This goes back to what I originally stated. If you don't understand the basics, don't tackle an algorithm from scratch. At the very least, you should be able to answer the following questions:
What is it?
What is it typically used for?
When CAN'T I use this?
For the Perceptron, let's go ahead and answer these questions:
The single layer Perceptron is the most basic neural network. It's typically used for binary classification problems (1 or 0, "yes" or "no").
It's a linear classifier, so it can only really be used when there's a linear decision boundary. Some simple uses might be sentiment analysis (positive or negative response) or loan default prediction ("will default", "will not default"). For both cases, the decision boundary would need to be linear.
If the decision boundary is non-linear, you really can't use the Perceptron. For those problems, you'll need to use something different.
2. Find Some Different Learning Sources
After you have a basic understanding of the model, it's time to start doing your research. I recommend using numerous sources. Some people learn better with textbooks, some people learn
better with video. Personally, I like to bounce around and use various types of sources. For the mathematical details, textbooks do a great job, but for more practical examples, I prefer blog posts and YouTube videos.
For the perception, here are some great resources:
Now that we've gathered our sources, it's time to start learning. Start by grabbing some paper and a pencil. Rather than read a chapter or blog post all the way through, start by skimming for section headings, and other important info. Write down bullet points, and try to outline the algorithm.
After going through the sources, I've broken down the Perceptron algorithm into the following chunks:
Initialize the weights
Multiply weights by inputs and sum them up
Compare the result against the threshold to compute the output (1 or 0)
Update the weights
Breaking the algorithm up into chunks like this makes it easier to learn. Basically, I've outlined the algorithm with pseudocode, and now I can go back and fill in the fine details. Here's a picture of my notes for the second step, which is the dot product of the weights and inputs:
4. Start with a simple example
After I've put together my notes on the algorithm, It's time to start implementing it in code. Before I dive into a complicated problem, I like to start with a simple example. For the Perceptron, a NAND gate is a perfect simple data set.

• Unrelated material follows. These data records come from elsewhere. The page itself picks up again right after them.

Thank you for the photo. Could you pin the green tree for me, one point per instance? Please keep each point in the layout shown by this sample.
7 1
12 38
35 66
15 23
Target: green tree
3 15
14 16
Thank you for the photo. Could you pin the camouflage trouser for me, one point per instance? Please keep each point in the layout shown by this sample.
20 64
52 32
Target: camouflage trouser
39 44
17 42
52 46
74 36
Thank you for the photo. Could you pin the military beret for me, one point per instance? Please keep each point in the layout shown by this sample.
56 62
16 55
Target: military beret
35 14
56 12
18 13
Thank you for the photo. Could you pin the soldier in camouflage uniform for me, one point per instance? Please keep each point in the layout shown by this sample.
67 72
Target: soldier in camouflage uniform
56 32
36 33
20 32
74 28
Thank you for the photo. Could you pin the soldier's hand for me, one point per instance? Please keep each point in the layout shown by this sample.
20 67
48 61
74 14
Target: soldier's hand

If both inputs are true (1) then the output is false (0), otherwise, the output is true.
Now that I have a simple data set, I'll start implementing the algorithm that I outlined in Step 3. It's good practice to write the algorithm in chunks and test it, rather than trying to write it all in one sitting. This makes it easier to debug when you're first starting out. Of course, in the end, you can go back and clean it up to make it look a little nicer.
5. Validate with a trusted implementation
Now that we've written up our code and tested it against a small dataset, it's time to scale things up to a larger dataset. To make sure that our code is working correctly on this more complicated dataset, it's good to test it against a trusted implementation. For the Perceptron, we can use the implementation from sci-kit learn.
To test my code I'm going to look at the weights. If I've implemented the algorithm correctly, my weights should match up with those of the sci-kit learn Perceptron.
At first, I didn't get the same weights, and this is because I had to tweak the default settings in the scikit-learn Perceptron. I wasn't implementing a new random state every time, just a fixed seed, so I had to turn this off. The same goes for shuffling, I also needed to turn that off. To match my learning rate, I changed eta0 to 0.1. Finally, I turned off the fit_intercept option. I included a dummy column of 1's in my feature dataset, so I was already automatically fitting the intercept (aka bias term).
This brings up another important point. When you validate against an existing implementation of a model, you need to be very aware of the inputs to the model. You should never blindly use a model, always question your assumptions, and exactly what each input means.
6. Write up your process
This last step in the process is probably the most important. You've just gone through all the work of learning, taking notes, writing the algorithm from scratch, and comparing it with a trusted implementation. Don't let all that good work go to waste! Writing up the process is important for two reasons:
You'll gain an even deeper understanding because you're teaching others what you just learned.
You can showcase it to potential employers. It's one thing to show that you can implement an algorithm from a machine learning library, but it's even more impressive if you can implement it yourself from scratch.
A great way to showcase your work is with a GitHub Pages portfolio.
Writing an algorithm from scratch can be a very rewarding experience. It's a great way to gain a deeper understanding of the model while building an impressive portfolio project at the same time.
Remember to take it slow, and start with something simple. Most importantly, make sure to document and share your work.